Background
The severe acute respiratory syndrome coronavirus 2 (SARS-CoV-2) virus was identified in Wuhan, China, in late 2019 and has provoked an ongoing global pandemic of the resulting illness, COVID-19. COVID-19 has a broad spectrum of clinical manifestations, with most infected subjects showing only mild symptoms or being asymptomatic [
1,
2]. The leading group of patients with high mortality rates comprises those with severe respiratory failure associated with acute respiratory distress syndrome (ARDS) and interstitial pneumonia: these high-risk patients require early and prolonged support by mechanical ventilation to compensate for their respiratory failure [
3,
4]. The reasons for the heterogeneous clinical repertoire of COVID-19 are mainly unknown. Only three risk factors have been consistently related to life-threatening COVID-19-associated respiratory failure: male sex, old age and concomitant medical conditions, such as diabetes, obesity, hypertension and cardiovascular pathology [
5,
6]. However, despite all these components, there is significant inter-individual variability in each demographic and epidemiological group. Thus, given the immense impact of COVID-19 on morbidity and mortality, there is an unmet medical need to discover endogenous cellular and molecular biomarkers that predict the expected clinical course of the disease.
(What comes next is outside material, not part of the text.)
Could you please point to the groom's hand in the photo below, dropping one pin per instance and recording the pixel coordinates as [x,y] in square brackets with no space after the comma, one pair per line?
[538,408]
Based on this critical lack of knowledge regarding the molecular mechanism underlying COVID-19 infection response, recent epigenome-wide association studies (EWAS) explored a particular layer of biological information: the impact of epigenetic variation and in particular DNA methylation in establishing a severe clinical course of COVID-19 disease [
7‐
11]. These studies demonstrated that epigenetics plays a central role in the progression of COVID-19 through the identification of specific methylation signatures associated with the severe clinical evolution of the infection. However, there is only a partial overlap between their results: this dissimilarity is due to different choices in study design. For example, the main differences concern the number of samples analyzed, the inclusion criteria used to enroll patients, and the bioinformatics methods/strategies adopted to analyze data. Bernardes and colleagues [
8] performed a longitudinal multi-omics approach but focused on the DNA methylation profile of a limited number of patients. Also, Zhou et al. analyzed a small cohort of patients stratifying the methylation cohort into three groups: mild and severe COVID-19 patients and healthy subjects. Balnis and colleagues [
7] improved the number of patients and compared mild (non-ICU) and severe (ICU admitted) vs healthy subjects obtaining a signature of 77 differentially methylated positions associated with the degree of severity of COVID-19. Konigsberg et al. [
10] compared the methylation status of three groups of patients: SARS-CoV-2-Positive, SARS-CoV-2-Negative, and subjects with other respiratory infections. In Castro de Moura et al. [
9], only young patients without comorbidities were enrolled. These studies shed light on different epigenetic aspects underlying response to SARS-CoV-2 infection, however, mainly not targeting high-risk patients. There is still a lack of knowledge regarding the role of epigenetics in characterizing severe outcomes in this specific patient group.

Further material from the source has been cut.